British people are traditionally seen as reserved, formal, bearers of stiff upper lips. But a survey this week revealed that in fact beneath the cool exterior run torrenting rivers of passion to equal those of our Mediterranean neighbours.
The survey, commissioned by erotic publisher Xcite Books, found that despite the recession, ‘it’s passion not wealth that the majority of us are lacking in our lives’. The researchers asked people what they’d like more of in their lives. Passion came top, followed by wealth and further down the list, romance.
Given that the respondents of the survey were no doubt readers of Xcite books, it’s little wonder that passion scored so high – in a larger survey of a broader range of people, I would expect romance to rate higher.
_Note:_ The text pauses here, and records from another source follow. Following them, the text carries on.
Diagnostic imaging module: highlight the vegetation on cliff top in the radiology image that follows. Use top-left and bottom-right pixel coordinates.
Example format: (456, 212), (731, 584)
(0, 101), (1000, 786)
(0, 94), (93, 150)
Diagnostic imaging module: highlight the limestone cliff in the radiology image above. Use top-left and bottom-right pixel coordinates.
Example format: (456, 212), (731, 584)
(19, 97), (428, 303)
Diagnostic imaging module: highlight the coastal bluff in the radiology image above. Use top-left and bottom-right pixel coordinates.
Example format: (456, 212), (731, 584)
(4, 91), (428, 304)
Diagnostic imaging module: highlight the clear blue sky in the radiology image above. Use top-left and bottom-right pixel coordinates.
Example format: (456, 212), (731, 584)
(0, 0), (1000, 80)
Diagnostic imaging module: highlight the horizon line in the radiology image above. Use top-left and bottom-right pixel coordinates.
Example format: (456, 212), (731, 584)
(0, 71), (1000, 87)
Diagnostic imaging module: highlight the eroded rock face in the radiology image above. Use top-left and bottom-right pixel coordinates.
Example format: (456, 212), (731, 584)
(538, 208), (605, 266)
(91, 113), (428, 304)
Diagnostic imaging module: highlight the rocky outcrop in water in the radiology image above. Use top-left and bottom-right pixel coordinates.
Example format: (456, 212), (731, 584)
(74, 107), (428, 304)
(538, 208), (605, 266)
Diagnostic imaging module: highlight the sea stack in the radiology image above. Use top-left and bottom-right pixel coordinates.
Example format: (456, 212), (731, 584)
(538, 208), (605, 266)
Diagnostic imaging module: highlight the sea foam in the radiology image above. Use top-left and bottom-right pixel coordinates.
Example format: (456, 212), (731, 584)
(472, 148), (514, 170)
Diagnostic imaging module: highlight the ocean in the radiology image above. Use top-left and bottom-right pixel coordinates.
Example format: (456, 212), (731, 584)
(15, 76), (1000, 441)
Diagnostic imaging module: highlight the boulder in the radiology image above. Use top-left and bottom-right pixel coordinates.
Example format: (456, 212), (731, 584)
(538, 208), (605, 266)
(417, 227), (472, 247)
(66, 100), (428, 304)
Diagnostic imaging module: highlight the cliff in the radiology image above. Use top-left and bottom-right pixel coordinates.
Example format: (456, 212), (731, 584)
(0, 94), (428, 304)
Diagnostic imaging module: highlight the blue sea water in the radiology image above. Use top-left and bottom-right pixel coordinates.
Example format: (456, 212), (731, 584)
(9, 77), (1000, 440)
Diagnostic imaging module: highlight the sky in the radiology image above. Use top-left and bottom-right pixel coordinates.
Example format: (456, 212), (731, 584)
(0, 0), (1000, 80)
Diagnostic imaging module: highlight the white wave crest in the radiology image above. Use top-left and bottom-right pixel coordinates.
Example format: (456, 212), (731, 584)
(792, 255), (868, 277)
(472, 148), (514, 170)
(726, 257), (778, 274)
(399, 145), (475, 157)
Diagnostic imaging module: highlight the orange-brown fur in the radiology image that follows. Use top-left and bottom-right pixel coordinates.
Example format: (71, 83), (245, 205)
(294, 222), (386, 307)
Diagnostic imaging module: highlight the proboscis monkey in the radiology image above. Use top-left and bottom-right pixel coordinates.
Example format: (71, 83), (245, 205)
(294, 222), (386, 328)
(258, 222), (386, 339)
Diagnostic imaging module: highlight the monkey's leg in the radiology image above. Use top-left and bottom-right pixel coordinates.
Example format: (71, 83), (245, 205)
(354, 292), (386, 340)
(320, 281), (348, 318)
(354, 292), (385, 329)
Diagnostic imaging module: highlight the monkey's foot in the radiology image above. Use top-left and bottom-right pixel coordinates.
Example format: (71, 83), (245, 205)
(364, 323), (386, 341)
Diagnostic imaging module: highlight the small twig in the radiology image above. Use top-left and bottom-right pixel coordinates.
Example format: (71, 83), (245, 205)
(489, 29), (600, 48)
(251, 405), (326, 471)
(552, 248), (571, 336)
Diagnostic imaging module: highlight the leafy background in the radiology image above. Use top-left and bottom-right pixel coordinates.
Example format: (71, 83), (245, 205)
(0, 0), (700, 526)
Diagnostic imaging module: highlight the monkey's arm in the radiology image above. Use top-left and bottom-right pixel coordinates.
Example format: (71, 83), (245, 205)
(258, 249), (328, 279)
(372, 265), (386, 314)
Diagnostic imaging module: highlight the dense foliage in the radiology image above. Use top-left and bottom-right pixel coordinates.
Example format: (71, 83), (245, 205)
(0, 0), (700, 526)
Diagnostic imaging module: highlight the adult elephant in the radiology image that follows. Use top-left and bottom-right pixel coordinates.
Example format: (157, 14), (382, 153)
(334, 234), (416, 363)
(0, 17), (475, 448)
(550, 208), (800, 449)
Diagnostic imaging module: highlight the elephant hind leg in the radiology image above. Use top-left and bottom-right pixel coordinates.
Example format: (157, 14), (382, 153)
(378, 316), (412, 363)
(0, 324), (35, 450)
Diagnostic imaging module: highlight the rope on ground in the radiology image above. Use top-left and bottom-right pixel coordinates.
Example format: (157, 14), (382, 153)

Still, it’s good to see that money isn’t king.
I deliberately chose to make the protagonist of my novel Burning Embers English. I needed Coral to have unexplored the passion within before meeting Rafe – with his romantic African/French background. The book is set in 1970, and right after the swinging sixties, when something of a revolution took place in Britain thanks to independence afforded by the Mini car and the contraceptive pill, not to mention sexy new fashions like the mini skirt and knee-high boots. Coral is more reserved than some of her sisters of this era – she’s still a virgin, for example – but she’s quintessentially English in that within her burns a flame of passion. But this is one flame that’s not to be quenched, but instead ignited by the right man – Rafe.